“If you’re not confused, you’re not paying attention.”
-Tom Peters
 
When Tom Peters wrote “In Search Of Excellence” in 1982, this country was looking for answers - and it was looking for change. His primary focus was on leadership, and getting back to a corporate America that inspired individual capitalistic instinct as opposed to the burdensome corporate overhead culture that had dominated the times. Sound like a remedy for all that ails American leadership today? That’s a rhetorical question. Groupthink sits at the top of my league table of where this country went wrong in 2008.
 
How many times do we have to pick up a newspaper or listen to one of the financial media network’s interviews of the said savants of the American financial system and read or hear the following: “I’m not an economist… I don’t have a crystal ball… I don’t think anyone saw this coming…” It’s really tiring and pathetic altogether. The reality is that there were plenty of people in the room who raised their hands and/or proactively predicted that this movie wouldn’t end well – but the said leaders of our largest companies, endowments, and government regulatory institutions didn’t listen.
 
It’s very easy to get “confused” if you hear but don’t listen. I think my Dad told me that when I was 3 years old. While that’s close to the age of Paulson’s appointed “Director of Financial Stability” program’s business career on Wall Street, it’s also a very basic thought process. At the peak of this reactive management culture we have built, the crackberry became king. The money became the reward. Now, it’s time to listen, turn it all off, and change.
 
Obama is making two more very important changes to the USA’s leadership lineup this morning by appointing David Tarullo to the Federal Reserve and Mary Shapiro to be the new head of the SEC. Yesterday I was saddened while I watched the current SEC groupthink head, Chris Cox, and Bernie Madoff, chased around by the manic media. One of these said leaders oversaw the doings of the other – everyone was getting paid to “not pay attention.” We can drag Arthur Levitt and every other ex-SEC chief onto the You Tube mats this morning and next, you’re not going to get any other answer from them than a narrative fallacy. There is no accountability in that - it’s time for change.
 
Change is good, and at least rhetorically, “no drama” Obama is going to expedite it. Like my paying attention to the leadership at Lehman, Goldman, and Morgan Stanley over the course of the last 10 years, the Democrats have been taking pretty good notes. No matter what your politics, Obama is right on espousing the American principles of transparency, accountability, and trust – that’s why over 70% of adults polled (Republicans too) are “optimistic” about the President Elect’s opportunities.
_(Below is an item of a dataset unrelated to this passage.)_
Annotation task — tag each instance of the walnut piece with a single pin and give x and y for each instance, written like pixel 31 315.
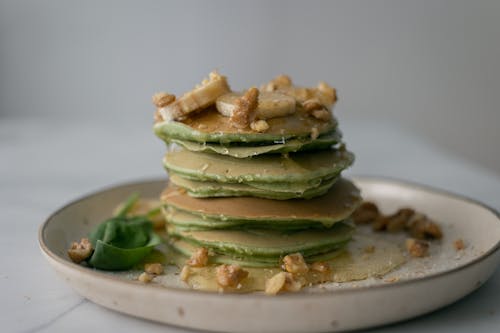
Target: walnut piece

The opportunity for change has never been more obvious – not because Obama and I have been so right on our “calls” in 2008, but simply because the people we have been ‘You Tubing’ have been so glaringly wrong.
 
Back to making the daily “call” on global markets… this morning reflects more of the same. Asian stock markets continue to build confidence on the back of Chinese capitalistic actions, and that lonely ole dark hole of October/November USA is starting to see shimmers of a global light. My view is that the balance of power in global economic leadership continues to shift. If the leaders of this country “don’t have a crystal ball”, why not find new ones that do – we have incorporated in Hong Kong and have men on the ground in Macau – they carry crystal blue Hedgeye orbs in their pockets. They get the Chinese news before most Americans do – mostly because they are on premise… but heh, the storytellers of Wall Street can call them my “Frodos” of finance, and I’ll be cool with that.
 
I don’t rain down on Bloomberg like I do CNBC, primarily because that would be dumb. Bloomberg generally sticks to the facts, and is smart enough to know what they don’t know. Bloomberg TV rarely has 8 people in boxes being queued by crackberry addicts and yelling at one another. Bloomberg seems to actually listen rather than hear.
 
That said, this morning my Chinese “Frodos” flashed me a headline story on Bloomberg this morning titled “Zhou stokes speculation – China poised for Rate Cuts”… pardon? We broke that news 3 days ago – “C’Mon Man!”
 
Since we have a process that I wake up to every morning (i.e. anything that’s new news in China is sent to my inbox by 3AM EST), maybe that’s why I haven’t been “confused” in 2008. I guess I haven’t been “paying attention” to the Street’s views, or stale and manic “breaking” reports of the narrative fallacy. The reality is that if you are paying attention to the right proactive risk management process, you have not been confused in 2008.
 
For now, it’s better to be on the buy side of the SP500, using a buying range of 867-890, and a selling range of . The facts are changing and they aren’t confusing. Volatility continues to dampen alongside low volume down days and higher volume up ones. Breadth is expanding alongside this country’s leadership changing – that’s a trading range that I can believe in. We are all in “Search Of Excellence”, not excuses. The time for change has come.
 
Best of luck out there today,
KM
 
Long ETFs
 
SPY-S&P 500 Depository Receipts – Front month CME S&P 500 contracts traded as high as 909.7 in trading this morning before 7AM.
 
VYM -Vanguard High Dividend Yield –The FDA gave approval for a new zero-calorie sweetener, “Truvia” developed by Coca-Cola (VYM: 2.5%) and Cargill yesterday.
 
DIA –DIAMONDS Trust Series – Front month CBOT DJIA contracts traded as high as 8,861 in trading this morning before 7AM.
 
EWZ – iShares Brazil—Carrefour SA, Europe’s biggest retailer, plans to open as many as four new stores in Brazil. Lenovo Group, China’s biggest maker of personal computers, is in talks with Brazil’s Positivo Informatica over a strategic alliance.
 
EWH –iShares Hong Kong – The Hang Seng closed up in trading today at 15497.81, or 0.24%, led by developers on expectations China will cut interest rates and support the real estate market.
 
 FXI –iShares China – CSI300 closed up 2.18% at 2045.10. China cut fuel prices for the first time in almost two years in response to slumped crude prices. Gasoline slashed 14%, diesel by 18%, and jet fuel by 32%. Expectations of an interest rate cut following Chinese central bank Governor Zhou Xiaochuan’s reiteration yesterday of China’s low inflation number for November of 2.4%.
 
Short ETFs
 
FXY – CurrencyShares Japanese Yen Trust – The Yen fell to 88.69 per USD after Japanese officials signaled they may intervene in the foreign-exchange markets for the first time in four years.